また、昆布にはグルタミン酸と呼ばれるうまみ成分が含まれているので、出汁をとるためにも活用されます。
出汁をしっかりととることによって、塩分を多く足さなくても味に深みが出るため、食事を減塩させることもできます。
出汁をとった後の昆布は、つくだ煮にしたり刻んでサラダにしたり様々な楽しみ方があるのも昆布のよいところです。
3) ひじき
ひじきは、海藻の中でもカルシウムやビタミンが豊富に含まれています。
カルシウムは牛乳の約12倍ともいわれています。
ひじきは油と一緒に摂取することによってカルシウムやビタミンAなどの吸収率が高まるため、油揚げと一緒にひじき煮などにして食べると栄養を効果的に得ることができます。
4) あおさ
あおさは非常に多くの食物繊維とベータカロチンを含み、カルシウムも豊富に含まれています。
あおさは、同じ海藻類アオサ目アオサ科ですが、アオサ属があおさで、アオノリ属が青のりですので別物です。
一般的に青のりの方が食感や風味がよく高級品とされています。
あおさは、みそ汁などに入れて食すと非常においしくいただけます。
5) かんてん
かんてんは、紅藻類のテングサやオゴノリなどを煮溶かしてろ過した後に、粘液質を凍結・乾燥させたもので、カロリーがほとんどないのに、食物繊維が豊富に含まれており、便秘の解消やダイエット、生活習慣病改善に効果的な食材です。
ほのかに磯の香りがしますが、基本的には無味無臭であるため、組み合わせる食材の風味や味を邪魔することがありません。

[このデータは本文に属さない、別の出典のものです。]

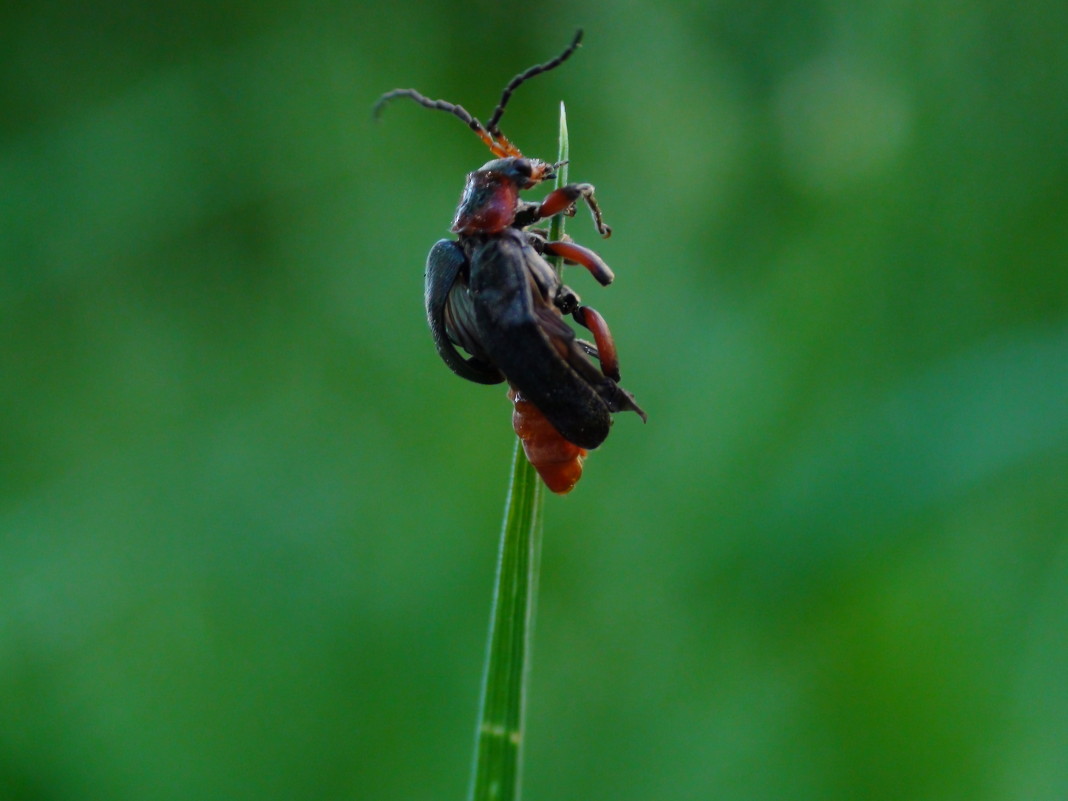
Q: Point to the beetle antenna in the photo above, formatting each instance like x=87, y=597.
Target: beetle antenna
x=452, y=108
x=524, y=76
x=498, y=143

そのため、おかずやデザートなどさまざまな料理で活躍することができます。
5. 海藻についてのまとめ
海藻は、海に生息する胞子で育つ食材で、紅藻類、褐藻類、緑藻類に分けられます。
海藻は低カロリー、低糖質であるのに、身体に必要なミネラルやビタミン、食物繊維が非常に豊富に含まれていて、その健康効果は絶大と言われています。
腸内環境を整えたり、免疫力を高めたり、生活習慣病の予防にも効果的であるとされています。
食生活が乱れていて、栄養バランスの取れた食事を摂りたいと考えている人は、おかずの中に1品でも海藻を含んだ献立を考えることによって、不足しがちな栄養素をバランスよく摂取することができます。
特に糖尿病の方や肥満の方など、摂取カロリーや血糖値の上昇、コレステロール値などが気になる方にはおすすめの食材です。
海藻は非常に体に良いですが、摂取のし過ぎはヨウ素の過剰摂取になったり、水溶性食物繊維の過剰摂取になってしまいお腹が緩くなってしまうこともあります。
海藻だけを食べればよいということではなく、さまざまな食材をバランスよく摂ることがとても大切です。